Thursday, July 19, 2007

Gap year

I'm coping with a boring patch at work by listening to back to back episodes of Excess Baggage, a BBC radio programme about travel. In the last 24 hours I've heard dozens of tales of people's adventures across the globe, bringing into painful focus the fact that the last time I ventured to a new country was 2003! Ideas are swirling around my brain, slowly taking shape as escape plans. I think perhaps it's time I took a gap year! I could renew the lease on my apartment, thereby securing a home for myself, then sublease my spot for a couple months, quit my job (it's about time anyway), and disappear on a hair raising adventure. Ok, so you would never find me paddling up the Amazon or hitchhiking across the Sahara, but there are some once in a lifetime adventure destinations I'd love to hit up...
Peru Georgian Republic









Vietnam Samarkand












China
I also want to go to Rio de Janeiro and Cape Town and Zanzibar, and travel the length of the Trans Siberian Railway. I wonder if I could actually get away with it!






Wednesday, July 18, 2007

Something I can do is put a ball in the back of the net. We played five-a-side football on Saturday morning over in Battery Park City. Three goals were scored on each side, and I scored two for my team. Not bad for my first ever match. It was a glorious morning and we had ridiculous amounts of fun. My skills don't extend to passing, dribbling, or tackling opposing players but there's the rest of the summer for that.

I can't cook!

I can do a few things that no one could mess up and occassionally I get lucky if I follow a recipe exactly. But on the whole, I'm a dead loss in the kitchen. Every time I try a baking recipe I come up with something different. Same recipe, same ingredients, never the same result! I tried making curry a couple months ago. Even spent $50 dollars on a small food processor I was so excited. It cooked for over two hours and I still didn't have a proper curry in front of me, finally ended up taking suggestions from the floor, adding flour, cream, and whatever else my roommates shouted out. They all said it was delicious. They're good people, aren't they!

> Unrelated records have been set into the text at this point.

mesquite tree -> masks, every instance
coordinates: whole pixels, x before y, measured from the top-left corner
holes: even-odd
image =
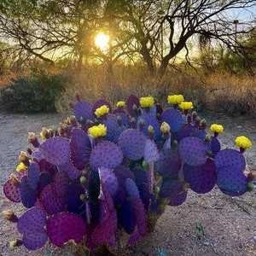
[[[253,29],[253,23],[237,26],[230,10],[248,9],[251,0],[172,1],[6,1],[0,3],[0,33],[12,53],[36,56],[51,63],[68,57],[79,65],[97,58],[112,72],[117,61],[143,59],[152,73],[164,75],[168,65],[189,44],[217,40],[230,49],[237,38]],[[252,14],[253,20],[253,14]],[[110,35],[108,51],[94,44],[97,31]],[[24,59],[24,56],[23,56]]]

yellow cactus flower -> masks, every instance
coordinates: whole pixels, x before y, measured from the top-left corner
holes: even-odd
[[[252,142],[245,136],[237,137],[235,143],[237,147],[243,149],[252,148]]]
[[[191,102],[183,102],[179,105],[181,109],[183,110],[189,110],[193,108],[193,103]]]
[[[172,105],[180,104],[183,100],[184,98],[182,95],[169,95],[167,97],[168,102]]]
[[[26,161],[28,161],[28,156],[25,151],[20,151],[19,155],[19,160],[22,163],[26,163]]]
[[[211,131],[213,132],[221,133],[224,131],[224,127],[221,125],[213,124],[211,125]]]
[[[20,171],[21,171],[21,170],[26,170],[27,169],[27,166],[26,166],[25,165],[24,165],[24,163],[20,163],[18,166],[17,166],[17,167],[16,167],[16,171],[19,172]]]
[[[125,108],[125,102],[118,102],[116,103],[117,108]]]
[[[16,246],[17,246],[17,240],[13,240],[13,241],[11,241],[9,242],[9,247],[10,247],[11,248],[15,247]]]
[[[154,106],[154,97],[141,97],[140,105],[142,108],[152,108]]]
[[[162,133],[168,133],[171,131],[171,127],[167,123],[162,122],[160,125],[160,131]]]
[[[98,108],[96,108],[96,110],[95,111],[95,114],[97,116],[97,117],[101,117],[106,113],[108,113],[109,112],[109,108],[108,108],[107,105],[103,105]]]
[[[98,125],[90,127],[88,129],[88,132],[93,138],[97,138],[107,134],[107,127],[104,125],[100,124]]]

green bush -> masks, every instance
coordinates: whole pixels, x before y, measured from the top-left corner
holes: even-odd
[[[56,112],[55,101],[64,92],[67,78],[34,70],[19,76],[0,90],[0,108],[9,113]]]

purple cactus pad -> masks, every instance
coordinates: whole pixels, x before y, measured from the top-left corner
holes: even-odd
[[[27,176],[20,180],[20,198],[23,206],[26,208],[32,207],[38,199],[38,190],[30,186]]]
[[[114,169],[121,164],[123,154],[120,148],[111,142],[104,141],[98,143],[92,150],[90,163],[94,171],[104,166]]]
[[[123,201],[119,212],[119,218],[126,233],[132,234],[136,226],[136,218],[130,201],[125,200]]]
[[[183,138],[179,143],[178,151],[183,161],[193,166],[201,166],[207,160],[207,146],[197,137]]]
[[[132,200],[136,197],[140,196],[137,186],[136,185],[135,182],[131,178],[126,178],[125,188],[128,195],[131,197]]]
[[[55,194],[53,183],[44,187],[40,195],[40,200],[44,210],[49,215],[64,211],[67,201],[67,198],[58,197]]]
[[[21,234],[31,234],[44,228],[45,224],[44,212],[40,208],[32,208],[19,218],[17,229]]]
[[[106,167],[100,167],[99,169],[100,179],[104,183],[110,195],[113,195],[118,189],[118,179],[112,170]]]
[[[30,186],[33,189],[37,189],[39,183],[40,169],[38,164],[35,162],[30,163],[27,169],[27,177]]]
[[[69,177],[65,172],[58,172],[53,183],[53,189],[57,197],[67,196]]]
[[[147,214],[144,205],[139,197],[131,201],[132,208],[135,213],[137,230],[141,236],[146,236],[148,231]]]
[[[92,113],[93,113],[93,115],[94,115],[96,118],[97,117],[97,116],[95,114],[96,110],[97,108],[102,107],[103,105],[106,105],[106,106],[108,108],[108,113],[112,113],[112,106],[111,106],[111,104],[110,104],[108,101],[106,101],[106,100],[104,100],[104,99],[100,99],[100,100],[96,101],[96,102],[94,103],[93,107],[92,107]]]
[[[20,202],[20,188],[17,185],[14,185],[12,181],[9,179],[3,184],[3,194],[5,196],[13,202]]]
[[[160,158],[159,151],[154,141],[147,139],[144,150],[144,160],[147,163],[150,160],[156,161]]]
[[[218,170],[223,167],[230,167],[242,172],[246,167],[246,160],[243,154],[239,151],[225,148],[216,154],[215,166]]]
[[[171,132],[177,132],[182,127],[183,117],[178,110],[169,108],[163,111],[160,122],[167,123],[171,127]]]
[[[69,142],[62,137],[51,137],[39,146],[39,150],[48,162],[61,165],[69,157]]]
[[[154,140],[159,141],[161,138],[161,131],[160,129],[159,121],[156,119],[155,115],[151,114],[150,113],[144,113],[141,116],[138,117],[137,121],[137,128],[139,129],[140,121],[143,120],[144,123],[143,126],[143,133],[149,137],[148,128],[151,125],[154,128]]]
[[[74,167],[70,159],[67,159],[67,161],[57,166],[61,172],[65,172],[68,177],[72,179],[76,179],[79,177],[80,172]]]
[[[182,166],[182,160],[177,148],[162,148],[160,151],[160,159],[156,162],[156,172],[170,177],[177,177]]]
[[[131,160],[137,160],[144,155],[146,137],[138,130],[127,129],[118,139],[124,155]]]
[[[239,196],[247,191],[247,178],[237,169],[221,167],[218,170],[217,185],[224,194]]]
[[[139,108],[140,101],[135,95],[130,95],[126,99],[126,106],[130,115],[135,117],[137,116],[137,112],[134,110],[133,106]]]
[[[61,247],[69,240],[81,242],[86,231],[84,219],[73,213],[58,213],[47,221],[47,234],[55,246]]]
[[[189,183],[190,189],[199,194],[211,191],[217,180],[217,172],[214,162],[211,159],[200,166],[183,166],[185,181]]]
[[[113,211],[108,218],[98,224],[93,233],[92,240],[96,245],[108,244],[111,237],[117,231],[117,215],[116,211]]]
[[[33,233],[24,234],[22,237],[23,245],[28,250],[37,250],[43,247],[47,240],[47,233],[44,228]]]
[[[88,119],[92,120],[92,105],[88,102],[79,101],[73,107],[73,113],[79,123],[85,123]]]
[[[88,135],[79,128],[73,128],[70,140],[70,159],[76,168],[79,170],[84,168],[89,162],[90,150]]]

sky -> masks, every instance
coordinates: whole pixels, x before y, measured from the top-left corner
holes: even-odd
[[[254,20],[256,21],[256,1],[255,5],[244,9],[230,9],[228,11],[229,16],[232,20],[238,20],[242,21],[249,21]],[[255,24],[256,25],[256,24]]]

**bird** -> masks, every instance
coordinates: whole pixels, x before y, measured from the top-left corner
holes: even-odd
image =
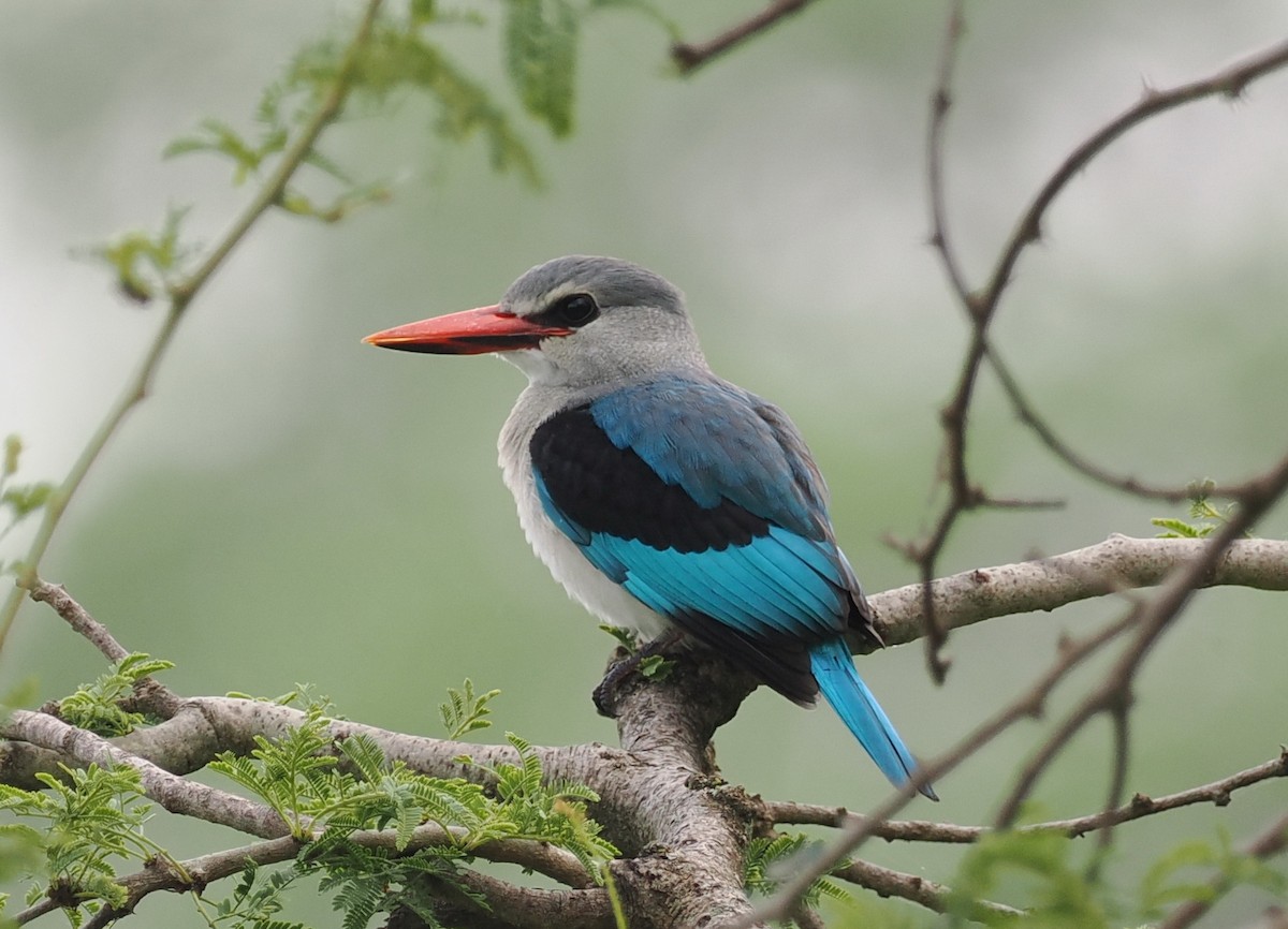
[[[701,643],[797,704],[822,694],[891,784],[913,777],[846,643],[884,645],[823,475],[783,410],[711,371],[674,284],[569,255],[498,304],[363,341],[516,365],[528,386],[501,430],[502,477],[572,598],[652,642]]]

But I'm not one to give up easily (ask me about the last bloke in my life...) and having seen the film Ratatouille twice in the last two weeks, I figured if the rat could cook so could I. I hurried to our posh supermarket, the infamous Jubilee, and collected up all the ingredients for, you guessed it, ratatouille, a dish I love so much I used to eat it cold out of a tin. I laboured for ages over thinly sliced tomatoes, squash and eggplant, I even made my own special sauce to go with it. The anticipation could have been measured on the Richter scale, and the result was utterly deflating. It didn't taste unpleasant, but it was nowhere near anything special.

Dad can go to a restaurant in Thailand, come home and collect up all the revolting looking ingredients and reproduce the dish he had in Thailand for our own dinner table. Clearly this is not something that is passed genetically. I got all his quirky stuff, but not his talent in the kitchen. The only consolation is that I live in places like London and New York where there's never a shortage of delicious food to be found. Oh and if I ever invite you to dinner... think about it carefully before you say yes.